Un aspecto de interés es el hecho de que la reestructuración mercantil puede ser solicitada por el mismo deudor o por uno o más acreedores, sean estos nacionales o extranjeros, ante el Juez de la Reestructuración y Liquidación. Es decir, esta ley le ofrece una expedita alternativa jurídica a los acreedores de una empresa que previamente no tenían, y puede ser una valiosa arma estratégica en negociación con la empresa deudora.

Para incoar la solicitud de reestructuración, el acreedor debe contar con una acreencia de al menos cincuenta salarios mínimos y se cumplan al menos uno de los supuestos establecidos en la Ley No. 141-15, tales como: el incumplimiento por más de 90 días de al menos una obligación de pago líquida y exigible; cuando el deudor comunica a los acreedores la suspensión de pago o su intención de hacerlo; cuando el pasivo corriente del deudor exceda su activo corriente por un período continuo de más de seis meses, entre otros.

Luego de que la solicitud incoada por el acreedor sea depositada por ante el tribunal, éste deberá nombrar un verificador el cual estará encargado de preparar un informe en el cual evaluará, desde un punto de vista financiero y operativo, si la reestructuración del deudor procede. En caso de que el verificador concluya que no procede, se apertura el proceso de liquidación del deudor.

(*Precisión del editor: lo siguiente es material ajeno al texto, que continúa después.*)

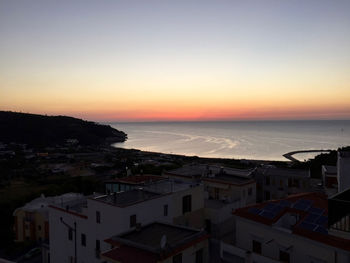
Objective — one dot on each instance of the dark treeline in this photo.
(40, 130)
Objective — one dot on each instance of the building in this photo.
(31, 222)
(294, 229)
(195, 172)
(343, 166)
(78, 228)
(225, 189)
(158, 242)
(330, 179)
(277, 183)
(130, 182)
(339, 214)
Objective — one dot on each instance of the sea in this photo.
(258, 140)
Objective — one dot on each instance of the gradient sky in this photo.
(176, 60)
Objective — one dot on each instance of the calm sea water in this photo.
(264, 140)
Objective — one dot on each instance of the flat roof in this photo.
(312, 209)
(127, 198)
(147, 242)
(137, 179)
(330, 169)
(231, 179)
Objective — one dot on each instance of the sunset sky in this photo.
(176, 60)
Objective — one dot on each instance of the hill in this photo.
(40, 130)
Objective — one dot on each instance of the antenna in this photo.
(163, 242)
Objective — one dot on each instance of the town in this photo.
(153, 207)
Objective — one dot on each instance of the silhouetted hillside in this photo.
(50, 130)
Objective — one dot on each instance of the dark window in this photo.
(250, 191)
(98, 244)
(98, 217)
(284, 256)
(165, 210)
(186, 204)
(83, 240)
(199, 256)
(177, 258)
(70, 233)
(132, 220)
(256, 247)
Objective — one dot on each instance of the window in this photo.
(98, 244)
(177, 258)
(256, 247)
(250, 191)
(98, 217)
(132, 220)
(199, 256)
(165, 210)
(83, 240)
(284, 256)
(186, 204)
(70, 234)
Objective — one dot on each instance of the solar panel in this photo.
(316, 210)
(254, 210)
(322, 230)
(309, 226)
(322, 220)
(268, 214)
(311, 218)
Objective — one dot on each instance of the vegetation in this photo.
(40, 130)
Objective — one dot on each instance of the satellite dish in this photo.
(163, 242)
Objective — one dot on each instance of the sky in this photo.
(110, 60)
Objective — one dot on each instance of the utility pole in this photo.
(75, 237)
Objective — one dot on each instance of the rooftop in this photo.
(127, 198)
(275, 171)
(41, 203)
(330, 169)
(137, 179)
(199, 170)
(310, 209)
(153, 242)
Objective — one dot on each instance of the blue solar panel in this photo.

En cambio, si el verificador recomienda proceder con la restructuración y el tribunal lo acepta, éste deberá nombrar a un conciliador, el cual estará a cargo de preparar un Plan de Reestructuración. El Plan deberá ser aprobado dentro de los 120 días que se nombre el conciliador. Antes de ser presentado ante el tribunal, deberá ser aprobado por el deudor y por la mayoría de los acreedores envueltos en el proceso, y luego será sometido al tribunal para que lo apruebe o lo rechace.

Si el Plan de Reestructuración es aceptado, entonces los acreedores, el deudor y el conciliador proceden a comenzar la ejecución del mismo. Por el contrario, si el mismo no es aceptado, entonces se apertura el proceso de liquidación del deudor.